Il fatto che la legge «non faccia classificazioni e non utilizzi una terminologia specifica» potrebbe essere frutto, in casi estremi, di incomprensioni e litigi. «Non si deve però dimenticare –avverte la Borgatti – che esistono delle normative sovraordinate di igiene e di polizia urbana che possono definire il divieto di tenere, per esempio, animali da cortile nelle aree urbane».

Resta comunque la possibilità di vietare il possesso di animali esotici. E, in ogni caso, la presenza di animali in condominio non è fuori da ogni regola.

I proprietari degli animali devono infatti comportarsi in modo tale da non ledere o nuocere alla quiete o all’igiene di chi abita nello stabile. «Rumore e sporco nella parti comuni sono i problemi più frequenti, fonte spesso di dissidio».

Soprattutto nel caso di disturbo della quiete (il classico caso del vicino infastidito dal cane che abbaia) «il condomino che si ritiene parte offesa è tenuto a provare, anche con perizie tecniche o mediche, l’esistenza di una molestia concreta e oggettiva». Non basta, insomma, un generico ‘fastidio’. Nel caso del cane, l’abbaiare sporadico, per esempio al ritorno a casa del padrone o all’arrivo del postino, «deve essere considerato fisiologico, e quindi tollerato».

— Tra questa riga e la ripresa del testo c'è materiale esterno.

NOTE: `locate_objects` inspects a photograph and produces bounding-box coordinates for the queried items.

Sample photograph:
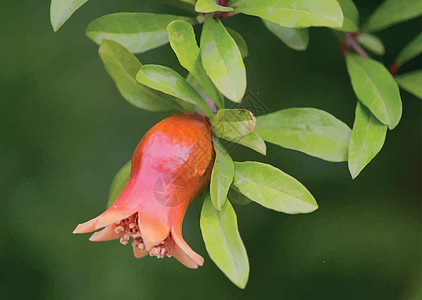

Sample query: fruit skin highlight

[73,113,215,268]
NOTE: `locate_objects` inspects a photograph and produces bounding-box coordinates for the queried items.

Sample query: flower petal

[95,189,139,229]
[133,247,148,258]
[138,211,170,251]
[171,227,204,267]
[73,215,101,234]
[172,245,203,269]
[89,224,120,242]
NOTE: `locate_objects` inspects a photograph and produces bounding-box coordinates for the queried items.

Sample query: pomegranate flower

[73,113,214,268]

Altro tema spesso causa di discussioni è l’accesso dell’animale domestico alle parti comuni del condominio: scale, cortili, portici, ingresso, pianerottoli. «Su questo, la norma non dice nulla, ma è implicito che l’animale possa accedere a luoghi come il giardino, le scale o l’ascensore», afferma la Borgatti. Va da sé che il proprietario «dovrà tenere un comportamento responsabile, tale da non mettere in pericolo gli altri». Se, dunque, l’accesso alle zone comuni non può essere negato, si può prevedere che il cane, per esempio, venga tenuto al guinzaglio o con la museruola.

Nel caso venga contestata una mancanza di igiene e/o decoro, è a carico dei condòmini l’onere di provare – in modo rigoroso – che la causa del disagio sia l’animale. «Come sempre, nella complessa vita condominiale – commenta la Borgatti – anche nel caso della presenza di animali valgono il buon senso e la tolleranza da parte di tutti».